Special Briefing: A Face Mask Ban Raises Stakes For Hong Kong’s Protesters
Hong Kong’s determined protesters have proved they’re savvy — but can they adapt to tough new police tactics?
WHY YOU SHOULD CARE
Because creativity always counts.
This is an OZY Special Briefing, an extension of the Presidential Daily Brief. The Special Briefing tells you what you need to know about an important issue, individual or story that is making news. Each one serves up an interesting selection of facts, opinions, images and videos in order to catch you up and vault you ahead.
WHAT TO KNOW
What’s happening? Days after an 18-year-old demonstrator was shot by a live round for the first time in Hong Kong’s protest movement, reports suggest local authorities are planning to ban face masks at public gatherings. As the government considers shifting its strategy to restore order in the rebellious Chinese territory, the focus will fall back on the determined and often savvy protesters who’ve rattled one of the world’s most crowded cities — and one of its chief economic nerve centers — for 17 weeks straight. So how will they fight back this time?
Why does it matter? Events in Hong Kong this week mark yet another dramatic crest in a wave of protests, whether in North Africa or East Asia, that has washed over the world in recent weeks. This movement’s formidable opponent is a Beijing-backed government that’s equally determined to save face, so how protesters adapt could prove useful for fellow activists demonstrating against heavy-handed regimes elsewhere.
HOW TO THINK ABOUT IT
Law of the land. If Hong Kong’s Cabinet approves the Emergency Regulations Ordinance Friday, as multiple sources suggest, it could mark another significant escalation in the crisis. That’s because it’s been decades since the colonial-era law — which allows the government to impose curfews and carry out searches, among other sweeping powers — has been invoked. Chief Executive Carrie Lam has reportedly proposed limited use of the ordinance by applying it only to face masks, which have become both a practical fixture and a symbol of the movement. But both local pro-democracy lawmakers and foreign officials believe it’ll backfire.

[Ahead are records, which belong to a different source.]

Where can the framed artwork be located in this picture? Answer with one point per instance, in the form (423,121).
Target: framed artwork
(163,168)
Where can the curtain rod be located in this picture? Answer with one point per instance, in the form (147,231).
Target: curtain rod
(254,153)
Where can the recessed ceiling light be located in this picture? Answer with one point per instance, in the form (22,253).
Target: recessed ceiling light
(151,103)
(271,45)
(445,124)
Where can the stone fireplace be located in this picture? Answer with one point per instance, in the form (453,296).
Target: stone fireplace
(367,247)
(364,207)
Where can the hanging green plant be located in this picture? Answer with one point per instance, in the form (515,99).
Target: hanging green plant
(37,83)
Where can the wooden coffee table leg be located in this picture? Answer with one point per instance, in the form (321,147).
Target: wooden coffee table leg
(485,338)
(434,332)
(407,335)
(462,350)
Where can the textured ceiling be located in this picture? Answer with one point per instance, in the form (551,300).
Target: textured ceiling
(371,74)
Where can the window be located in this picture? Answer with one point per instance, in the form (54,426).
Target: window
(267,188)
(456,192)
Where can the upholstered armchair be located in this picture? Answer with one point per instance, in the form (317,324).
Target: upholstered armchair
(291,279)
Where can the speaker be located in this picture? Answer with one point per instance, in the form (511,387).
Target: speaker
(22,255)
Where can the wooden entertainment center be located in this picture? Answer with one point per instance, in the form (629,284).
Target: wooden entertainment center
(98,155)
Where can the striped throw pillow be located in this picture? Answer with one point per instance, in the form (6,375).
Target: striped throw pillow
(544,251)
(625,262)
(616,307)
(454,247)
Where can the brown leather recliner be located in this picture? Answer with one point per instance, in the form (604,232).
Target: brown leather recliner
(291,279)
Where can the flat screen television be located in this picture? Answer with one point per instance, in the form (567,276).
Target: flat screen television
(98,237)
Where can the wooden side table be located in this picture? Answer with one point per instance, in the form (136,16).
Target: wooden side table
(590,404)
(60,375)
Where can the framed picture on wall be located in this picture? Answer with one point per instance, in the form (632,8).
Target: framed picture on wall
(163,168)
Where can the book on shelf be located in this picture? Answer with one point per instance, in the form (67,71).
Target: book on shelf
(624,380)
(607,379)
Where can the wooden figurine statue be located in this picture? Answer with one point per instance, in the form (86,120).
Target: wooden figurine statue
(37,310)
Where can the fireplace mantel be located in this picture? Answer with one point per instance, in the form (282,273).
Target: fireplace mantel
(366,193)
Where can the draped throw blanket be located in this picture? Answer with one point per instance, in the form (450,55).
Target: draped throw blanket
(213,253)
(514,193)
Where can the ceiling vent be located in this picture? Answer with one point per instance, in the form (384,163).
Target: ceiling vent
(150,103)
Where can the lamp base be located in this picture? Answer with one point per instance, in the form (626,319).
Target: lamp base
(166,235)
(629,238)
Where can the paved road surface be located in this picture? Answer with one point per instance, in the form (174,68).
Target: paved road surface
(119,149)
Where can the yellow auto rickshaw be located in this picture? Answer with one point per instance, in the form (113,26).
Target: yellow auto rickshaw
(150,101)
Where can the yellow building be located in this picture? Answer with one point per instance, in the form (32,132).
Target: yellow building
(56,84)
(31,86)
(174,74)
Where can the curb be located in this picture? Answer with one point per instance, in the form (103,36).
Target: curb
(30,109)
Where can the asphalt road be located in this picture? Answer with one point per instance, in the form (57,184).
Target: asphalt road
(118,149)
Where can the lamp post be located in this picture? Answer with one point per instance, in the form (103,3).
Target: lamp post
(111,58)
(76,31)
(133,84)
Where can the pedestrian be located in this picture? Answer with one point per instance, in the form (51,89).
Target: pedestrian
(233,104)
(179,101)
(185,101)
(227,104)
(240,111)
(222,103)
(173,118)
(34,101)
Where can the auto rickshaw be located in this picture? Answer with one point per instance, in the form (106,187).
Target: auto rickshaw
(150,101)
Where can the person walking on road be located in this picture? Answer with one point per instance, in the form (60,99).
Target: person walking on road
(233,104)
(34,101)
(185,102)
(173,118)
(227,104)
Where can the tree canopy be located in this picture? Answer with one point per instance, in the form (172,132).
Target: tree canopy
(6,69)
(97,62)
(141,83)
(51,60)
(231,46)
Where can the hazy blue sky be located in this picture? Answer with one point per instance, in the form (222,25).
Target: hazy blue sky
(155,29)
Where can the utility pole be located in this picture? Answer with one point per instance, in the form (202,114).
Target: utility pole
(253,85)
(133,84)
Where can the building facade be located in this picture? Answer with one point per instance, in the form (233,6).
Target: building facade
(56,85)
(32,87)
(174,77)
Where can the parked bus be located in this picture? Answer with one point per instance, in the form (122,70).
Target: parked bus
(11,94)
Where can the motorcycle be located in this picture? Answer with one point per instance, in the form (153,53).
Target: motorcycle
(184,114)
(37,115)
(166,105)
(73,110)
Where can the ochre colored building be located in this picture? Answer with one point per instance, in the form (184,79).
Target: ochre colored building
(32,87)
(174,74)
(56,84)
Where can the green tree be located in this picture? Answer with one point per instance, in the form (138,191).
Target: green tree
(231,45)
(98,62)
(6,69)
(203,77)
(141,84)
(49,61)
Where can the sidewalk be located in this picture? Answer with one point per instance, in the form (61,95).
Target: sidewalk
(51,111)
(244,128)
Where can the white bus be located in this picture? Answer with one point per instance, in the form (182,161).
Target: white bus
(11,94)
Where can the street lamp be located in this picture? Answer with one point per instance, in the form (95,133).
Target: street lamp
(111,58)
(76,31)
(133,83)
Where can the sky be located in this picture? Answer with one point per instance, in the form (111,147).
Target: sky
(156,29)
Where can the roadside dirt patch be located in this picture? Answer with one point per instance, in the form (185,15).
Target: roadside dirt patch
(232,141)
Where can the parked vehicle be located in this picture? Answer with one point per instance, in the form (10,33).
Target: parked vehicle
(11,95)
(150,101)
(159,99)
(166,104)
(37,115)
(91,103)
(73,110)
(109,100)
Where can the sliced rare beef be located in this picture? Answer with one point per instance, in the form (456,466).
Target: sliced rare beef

“Be like water.” A nod to famous Hongkonger Bruce Lee, that’s the movement’s unofficial motto. It describes protesters’ guerilla strategy, aimed at evading police and adapting to their movements on the streets. But it’s been equally useful online: For example, when popular messaging app Telegram was attacked from mainland China, activists used Apple’s peer-to-peer AirDrop feature to pass notes back and forth. They’ve also adopted a sign language to broadcast any number of vital messages during tense situations, whether it’s to warn of danger or request more helmets.
Friends in high places. Activists in Hong Kong might also look to the mainland for inspiration since their web-savvy Chinese counterparts know well how to avoid Big Brother. Case in point: When the Chinese government cracked down on the #MeToo hashtag, users switched to the phrase “rice bunny” — pronounced mitu in Chinese. The only problem? Authorities got wise to that too, which suggests that Hong Kong’s authorities might easily do the same.
Rising rage. When Tsang Chi-kin was shot Tuesday during demonstrations designed to spoil Chinese celebrations marking the 70th anniversary of communist rule, it quickly galvanized fellow protesters. Now, in a move that’s likely to stir further anger, Tsang’s being charged with rioting and attacking police. As clashes grow more intense — this week’s violence was Hong Kong’s worst since the territory was returned to China by the U.K. — it remains unclear whether creativity alone can help the protesters. Police and their allies, who “believe they have been humiliated,” as one expert told The New York Times, have long lobbied for more powers. And as cops have stepped up their heavy-handed tactics, protesters have also become more brutal, taunting their uniformed opponents with chants like, “Families of dirty police deserve to die,” and even attacking officers’ homes.
WHAT TO READ
Life on the Frontline in Hong Kong by Lisa Murray and Michael Smith in the Australian Financial Review
“As violence begets more violence, the city seems gripped in a downward spiral that might appear to favour heavier intervention from Beijing.”
Is Hong Kong’s Crisis China’s Version of the Ukraine Crisis? by Lyle J. Goldstein in The National Interest
“The deep fractures exposed in both cases accord well with the widening chasms characteristic of the New Cold War, featuring the freedom loving, boisterous West against the despotic, corrupt and supposedly declining East.”
WHAT TO WATCH
Hong Kong Police Shot a Protester at Point-Blank Range. Here’s What Happened
Watch on the New York Times on YouTube:
Hong Kong Divided Over Unrest Amid Mass Protests
“Ordinary people are being victimized the most — we will end up losing our jobs.”
Watch on Al Jazeera on YouTube:
WHAT TO SAY AT THE WATERCOOLER
Saving face. The Hong Kong government isn’t relying only on force and intimidation to emerge from this crisis (relatively) unscathed: It’s also hoping to sanitize its image abroad. Yet while the city reportedly reached out to eight global PR firms, none of them agreed to help.